The European Union has warned Bulgaria, its poorest member, it could lose billions in EU aid and suffer hefty fines if the new government fails to stop fraud, government ministers said on Wednesday.
The new centre-right government has two months to tackle legal lapses by the previous cabinet to avoid losing access to 3.2 billion euros ($4.48 billion) in EU rural and farm aid, Farm Minister Miroslav Naidenov told a news conference.
The new centre-right cabinet, elected last July on pledges to clean up Bulgaria's image as the most corrupt EU state, also has a month to try to avert EU fines over illegal land swaps, Prime Minister Boiko Borisov told the same news conference.
Borisov put the blame on the previous Socialist-led administration, widely accused of incompetence and failure to tackle rampant corruption and organised crime.
But political analysts say the new cabinet has done little in its first six months in office to put in place mechanisms to prevent fraud with EU aid, badly needed to help the recession-hit economy return to growth.

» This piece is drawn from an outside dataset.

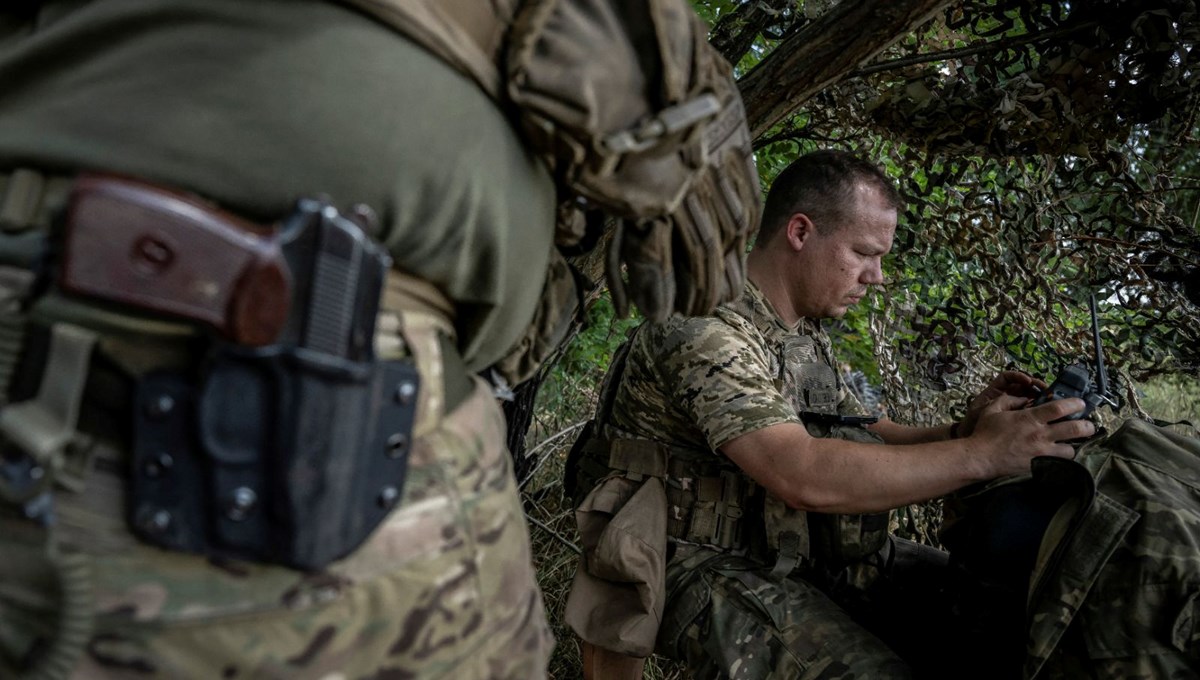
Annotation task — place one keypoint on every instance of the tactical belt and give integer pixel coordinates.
(703, 509)
(245, 459)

"Every Bulgarian must pay from their pocket for the fraud (committed by the previous cabinet)," Borisov said.
The EU executive Commission has sent a letter telling Sofia it faces fines of up to 126 million euros if it fails to prove that 15 swaps of state-owned forests for private land at lower than the market prices did not represent state aid.
Prosecutors have charged the former farm minister and a senior Farm Ministry official over the land swaps since the new government took office, but trials have not started yet.
Anti-fraud organisations have said the swaps of state land for fragmented low-quality private land were one of the most intolerable form of political corruption in the past four years and cost Bulgaria some 8 billion levs ($5.74 billion) in losses.
Naidenov said Brussels had also found shortcomings in the paperwork surrounding rural aid in 2008 and the first half of 2009, including irregularities in public procurement deals.
"The European Commission can actually block part or all the funds under the programme," Naidenov said, adding his team was already taking steps to avoid losing the aid.
Fed up with the soft approach of the previous government, Brussels cut Bulgaria's access to more than 500 million euros in mostly farm and road EU aid in 2008.
The EU unfroze most of the money last year to demonstrate support for the new cabinet but commentators said the initial trust would run out soon without tangible results.
"We are left with the impression that the policy in this sphere counts mainly on PR campaigns rather than an analysis of the problems and actions to tackle them," said Boriana Dimitrova of independent pollster Alpha Research.
Despite the cabinet's promise to speed up the use of 13 billion euros in aid it has been promised through 2013, Bulgaria still ranks last among 27-bloc members in absorbing EU funds.